PKK Lideri Abdullah Öcalan üzerindeki tecridin kaldırılması için açlık grevine başladığını duyuran Demokratik Toplum Kongresi (DTK) Eşbaşkanı ve Halkların Demokratik Partisi (HDP) Hakkari Milletvekili Leyla Güven’in eylemi bugün 30’uncu gününe girdi. Güven, direnişini bitirmeyeceğini ve sonuç alıncaya kadar devam edeceğinin altını çizdi.
‘Hak ihlalleri tanımı neye göre yapılır?’
“Tüm zorlu şartlara rağmen en yoğun süreçlerde çok büyük başarılar elde ettik” diyen Güven, “Uluslararası güçler dahil olmak üzere herkes bu ihlallere ve katliamlara taraflı ve adil yaklaşmıyor. Roboski Katliamı ve Cizre Bodrumları gibi ağır insanlık suçlarına kayıtsız kalınıyor. Kürt halkına yaklaşım Sayın Öcalan’a yaklaşımdır, Sayın Öcalan’a yaklaşım Kürt halkına yaklaşımdır. Tecrit bunun ifadesidir. İnsanlık suçu olan tecrit bir halk ihlali olarak görülmüyor, yaşam hakkının ihlali olarak görülmüyor. O zaman bu ihlallerin tanımı neye ve kime göre yapılıyor” diye sordu.
‘İhlali yapan Adalet Bakanlığı değil mi?’
CPT’nin yaptığı inceleme sonrası raporunu kamuoyuyla paylaşmamasına da değinen Güven, “Raporunu yalnızca Adalet Bakanlığı’na verdi. Zaten ihlal yapan o bakanlık değil mi? Eğer bu uygulamalar ile Kürt halkının reflekslerini ölçmek istiyorlarsa bundan vazgeçmelidirler. Halkımızın hassasiyeti verilen ağır bedellerle herkesçe bilinmektedir. Halkımız Avrupa’da, dört parçada ayaktadır. Bütün cezaevlerinde açlık grevleri sürüyor. Bu grevlerin ileriki süreçlerde kalıcı hasarlara yol açtığını biliyorsunuz. Yaşanan büyük acılara yenisinin eklenmesini istemiyorsanız; tecridin kalkması için rolünüzü oynamalısınız” ifadelerine yer verdi.
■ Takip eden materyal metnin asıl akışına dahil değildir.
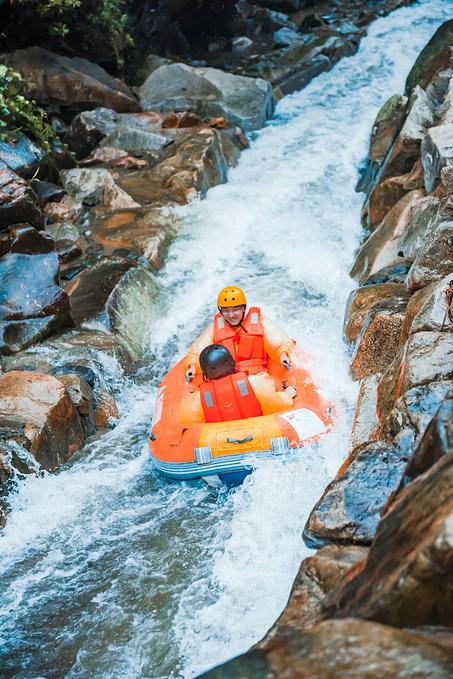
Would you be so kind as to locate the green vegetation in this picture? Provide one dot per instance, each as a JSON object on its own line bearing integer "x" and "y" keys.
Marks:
{"x": 88, "y": 20}
{"x": 19, "y": 113}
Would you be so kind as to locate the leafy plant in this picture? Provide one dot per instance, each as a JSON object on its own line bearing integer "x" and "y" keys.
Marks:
{"x": 19, "y": 113}
{"x": 80, "y": 17}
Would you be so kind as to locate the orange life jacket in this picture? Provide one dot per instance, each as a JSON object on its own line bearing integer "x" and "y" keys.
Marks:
{"x": 246, "y": 343}
{"x": 229, "y": 398}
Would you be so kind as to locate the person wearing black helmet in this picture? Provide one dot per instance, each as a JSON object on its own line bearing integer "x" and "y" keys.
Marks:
{"x": 228, "y": 394}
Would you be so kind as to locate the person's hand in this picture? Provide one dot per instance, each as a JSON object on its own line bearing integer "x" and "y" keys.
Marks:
{"x": 190, "y": 372}
{"x": 285, "y": 361}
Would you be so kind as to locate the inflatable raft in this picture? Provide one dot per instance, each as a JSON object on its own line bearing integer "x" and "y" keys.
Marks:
{"x": 224, "y": 452}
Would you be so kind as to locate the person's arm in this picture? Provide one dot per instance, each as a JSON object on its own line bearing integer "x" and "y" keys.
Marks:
{"x": 271, "y": 401}
{"x": 276, "y": 342}
{"x": 193, "y": 355}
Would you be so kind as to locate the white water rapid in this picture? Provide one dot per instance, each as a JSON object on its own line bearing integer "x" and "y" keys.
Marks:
{"x": 110, "y": 571}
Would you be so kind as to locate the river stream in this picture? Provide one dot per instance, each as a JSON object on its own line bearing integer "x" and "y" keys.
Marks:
{"x": 108, "y": 570}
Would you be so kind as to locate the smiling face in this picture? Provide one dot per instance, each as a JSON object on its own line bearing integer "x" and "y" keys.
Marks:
{"x": 233, "y": 314}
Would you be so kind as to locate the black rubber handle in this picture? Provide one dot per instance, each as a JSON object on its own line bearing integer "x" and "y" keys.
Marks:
{"x": 244, "y": 440}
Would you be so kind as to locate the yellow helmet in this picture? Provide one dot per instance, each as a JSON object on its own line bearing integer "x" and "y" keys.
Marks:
{"x": 231, "y": 296}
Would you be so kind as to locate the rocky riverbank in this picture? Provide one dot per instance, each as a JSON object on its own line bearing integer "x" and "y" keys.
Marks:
{"x": 86, "y": 222}
{"x": 376, "y": 598}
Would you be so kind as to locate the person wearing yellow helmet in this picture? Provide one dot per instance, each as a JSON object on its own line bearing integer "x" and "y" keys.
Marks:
{"x": 250, "y": 336}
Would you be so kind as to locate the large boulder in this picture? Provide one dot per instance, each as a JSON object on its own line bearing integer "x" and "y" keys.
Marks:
{"x": 89, "y": 290}
{"x": 407, "y": 578}
{"x": 243, "y": 101}
{"x": 149, "y": 232}
{"x": 32, "y": 304}
{"x": 349, "y": 509}
{"x": 40, "y": 406}
{"x": 436, "y": 153}
{"x": 379, "y": 339}
{"x": 434, "y": 258}
{"x": 199, "y": 162}
{"x": 434, "y": 57}
{"x": 18, "y": 201}
{"x": 96, "y": 186}
{"x": 382, "y": 247}
{"x": 344, "y": 649}
{"x": 428, "y": 308}
{"x": 318, "y": 575}
{"x": 362, "y": 300}
{"x": 21, "y": 154}
{"x": 437, "y": 441}
{"x": 71, "y": 82}
{"x": 406, "y": 147}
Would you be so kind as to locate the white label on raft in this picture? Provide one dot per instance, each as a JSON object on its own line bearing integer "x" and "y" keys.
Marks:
{"x": 305, "y": 423}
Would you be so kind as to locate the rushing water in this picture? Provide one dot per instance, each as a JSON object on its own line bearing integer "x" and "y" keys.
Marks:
{"x": 108, "y": 570}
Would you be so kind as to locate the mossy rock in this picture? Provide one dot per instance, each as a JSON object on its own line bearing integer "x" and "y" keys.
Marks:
{"x": 434, "y": 57}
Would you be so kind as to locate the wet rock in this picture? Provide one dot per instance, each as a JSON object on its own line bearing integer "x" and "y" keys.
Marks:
{"x": 243, "y": 101}
{"x": 381, "y": 248}
{"x": 68, "y": 210}
{"x": 434, "y": 259}
{"x": 95, "y": 186}
{"x": 96, "y": 345}
{"x": 199, "y": 162}
{"x": 344, "y": 649}
{"x": 428, "y": 309}
{"x": 412, "y": 412}
{"x": 82, "y": 397}
{"x": 88, "y": 292}
{"x": 406, "y": 579}
{"x": 387, "y": 193}
{"x": 32, "y": 305}
{"x": 75, "y": 83}
{"x": 21, "y": 155}
{"x": 149, "y": 233}
{"x": 40, "y": 406}
{"x": 28, "y": 241}
{"x": 437, "y": 441}
{"x": 434, "y": 57}
{"x": 421, "y": 224}
{"x": 406, "y": 148}
{"x": 318, "y": 575}
{"x": 104, "y": 155}
{"x": 18, "y": 202}
{"x": 395, "y": 273}
{"x": 349, "y": 509}
{"x": 133, "y": 307}
{"x": 436, "y": 153}
{"x": 365, "y": 423}
{"x": 378, "y": 340}
{"x": 425, "y": 358}
{"x": 133, "y": 140}
{"x": 89, "y": 128}
{"x": 106, "y": 409}
{"x": 18, "y": 335}
{"x": 362, "y": 300}
{"x": 46, "y": 191}
{"x": 386, "y": 126}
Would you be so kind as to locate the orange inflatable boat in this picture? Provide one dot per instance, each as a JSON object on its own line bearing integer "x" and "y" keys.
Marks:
{"x": 224, "y": 452}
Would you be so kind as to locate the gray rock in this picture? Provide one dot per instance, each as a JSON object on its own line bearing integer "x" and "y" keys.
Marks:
{"x": 132, "y": 308}
{"x": 69, "y": 81}
{"x": 134, "y": 140}
{"x": 243, "y": 101}
{"x": 436, "y": 153}
{"x": 349, "y": 510}
{"x": 95, "y": 186}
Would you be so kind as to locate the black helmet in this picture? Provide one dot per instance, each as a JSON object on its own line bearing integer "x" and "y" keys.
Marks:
{"x": 216, "y": 361}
‘Mücadelenin kazananı bizler olacağız’
Güven mesajında son olarak şunları kaydetti: “Greve başladığım günden bu yana cezaevlerinden mektuplar, faxlar alıyorum. Kadın tutsakların gönderdiği mektuplar büyük bir motivasyon sağlıyor. Talebimin herkesin talebi olması çok değerlidir. Ortak değerler toplumsal özün gücünü gösteriyor. Kürt kadınları olarak; içeride ve dışarıda, her yerde, yaşamın her alanında tecridi parçalamak için mücadelenin öncüsü olacağız. Herkese başarılar diliyorum. Bu mücadelenin kazananları bizler olacağız. Hepimize serkeftin diliyorum.”